Viscosity depends strongly on temperature and changes differently for liquids versus gases. For liquids, viscosity decreases exponentially as temperature increases due to reduced intermolecular forces. For gases, viscosity increases with temperature because higher molecular velocities increase momentum transfer. Accurate prediction of viscosity across operating temperature ranges is essential for design calculations.
From your study of fluid properties, you know that dynamic viscosity μ is the fluid's resistance to shearing — it is the proportionality constant between shear stress and velocity gradient (Newton's law of viscosity: τ = μ du/dy). But viscosity is not a fixed number; it is a thermophysical property that changes substantially with temperature. The direction and magnitude of that change depends on the molecular mechanism responsible for viscosity, and liquids and gases behave in completely opposite ways.

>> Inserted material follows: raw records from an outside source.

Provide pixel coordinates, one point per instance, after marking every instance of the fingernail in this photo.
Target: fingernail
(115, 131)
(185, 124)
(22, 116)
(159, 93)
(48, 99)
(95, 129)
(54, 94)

In a liquid, molecules are densely packed and viscosity arises primarily from intermolecular cohesive forces — the short-range attractions that try to hold neighboring molecules together and resist their sliding past one another. When temperature rises, molecules gain kinetic energy and can overcome these attractive forces more easily. The cohesive resistance weakens, and the fluid flows more readily. The viscosity of a liquid typically follows an Arrhenius-type relationship: μ = A exp(B/T), where T is absolute temperature. The result is a steep, roughly exponential decrease. Engine oil at 20°C is perhaps 50 times more viscous than at 100°C — a factor-of-50 change over the operating range of a car engine. This is why oil must be matched to operating temperatures and why cold-start lubrication is a design challenge.
In a gas, molecules are widely separated and intermolecular forces are negligible. Gas viscosity arises from a different mechanism: the momentum transfer between adjacent fluid layers by molecules randomly crossing from one layer to the other. A molecule moving from a fast layer to a slow one carries extra momentum, which it imparts through collisions — effectively dragging the slow layer forward. Higher temperature means faster molecules moving more frequently and carrying more momentum per crossing. Therefore gas viscosity increases with temperature, following Sutherland's correlation: μ/μ_ref = (T/T_ref)^(3/2) × (T_ref + S)/(T + S), where S is the Sutherland constant. The effect is modest — air at 300 K has viscosity about 1.5× higher than at 100 K — and far smaller in magnitude than the liquid-phase changes.
These opposing behaviors have direct engineering consequences. When you calculate Reynolds number Re = ρVD/μ for a gas flowing through a heated duct, rising temperature increases μ, which decreases Re — the flow is less turbulent than a naive constant-viscosity estimate would predict. For a liquid-cooled system, falling liquid viscosity at higher temperatures means lower pumping power but also changes heat transfer coefficients. In both cases, using the correct temperature-dependent viscosity — evaluated at the local fluid temperature, not a nominal inlet value — is essential for accurate friction factor calculations, flow distribution predictions, and sizing of pumps and compressors.